Some of the interesting things that we’re using Solr for, which is beyond just the standard stuff I went through in Relegence, there’s a Web site called Love.com which is 100 percent powered by Solr. What it is, is you type in a topic like Madonna.love.com or Prince.love.com, and we first go to MySQL to look up the query for Prince, what actually do you mean by that, and then we expand that into a Solr search. And then all the results come off that and get presented on the page. So that’s one database we have of news articles from Relegence.

We have another database of photos. So if you have a look you will see there’s a photo gallery. Most of that is powered off Solr as well.

We have a federated search engine, which I think was a 1.3 release, where we have a database which is too large to fit on a single machine. So we have to split it up. I think it’s on ten machines at the moment, and it just goes and queries. Each one of the machines contains what they call a shard or a part of the database, and we use that to query I think three months worth of news articles. That’s what’s powering NewsRunner.

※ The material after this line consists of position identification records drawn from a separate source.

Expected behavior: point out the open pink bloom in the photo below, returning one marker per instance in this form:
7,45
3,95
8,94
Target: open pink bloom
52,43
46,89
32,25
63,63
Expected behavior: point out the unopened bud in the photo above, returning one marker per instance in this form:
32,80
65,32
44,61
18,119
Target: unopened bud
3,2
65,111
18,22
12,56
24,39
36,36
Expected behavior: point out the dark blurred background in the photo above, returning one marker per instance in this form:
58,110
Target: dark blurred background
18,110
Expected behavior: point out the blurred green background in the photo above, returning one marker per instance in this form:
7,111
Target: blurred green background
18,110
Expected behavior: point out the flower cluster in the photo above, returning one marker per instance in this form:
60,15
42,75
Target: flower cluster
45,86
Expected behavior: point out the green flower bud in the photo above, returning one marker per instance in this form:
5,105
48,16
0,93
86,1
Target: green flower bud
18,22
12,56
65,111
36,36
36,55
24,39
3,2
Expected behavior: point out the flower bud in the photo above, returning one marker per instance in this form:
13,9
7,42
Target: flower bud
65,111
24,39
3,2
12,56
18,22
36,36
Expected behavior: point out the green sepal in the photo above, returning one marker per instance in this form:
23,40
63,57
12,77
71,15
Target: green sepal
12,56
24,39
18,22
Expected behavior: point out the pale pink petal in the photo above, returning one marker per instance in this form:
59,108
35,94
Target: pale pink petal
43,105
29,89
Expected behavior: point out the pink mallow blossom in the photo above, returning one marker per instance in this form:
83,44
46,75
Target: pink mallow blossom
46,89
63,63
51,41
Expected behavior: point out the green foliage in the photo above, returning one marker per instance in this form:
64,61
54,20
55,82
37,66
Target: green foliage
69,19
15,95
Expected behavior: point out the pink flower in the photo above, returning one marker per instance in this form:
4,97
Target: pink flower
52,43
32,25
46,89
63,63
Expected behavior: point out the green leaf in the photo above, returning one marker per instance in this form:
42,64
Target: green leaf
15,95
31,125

We also use something called Local Lucene, which is written by a guy called Patrick O’Leary, who is a committer now in the Apache group, to do geographic-based or geo-based searches for local. So we first look up Denver, for example, the ZIP code. We can look at the latitude and longitude of that and we do a bounding box, and we use the Local Lucene algorithms, which are part of that now, to show us all the pizza places in that bounding box or that five-mile radius, which is kind of cool.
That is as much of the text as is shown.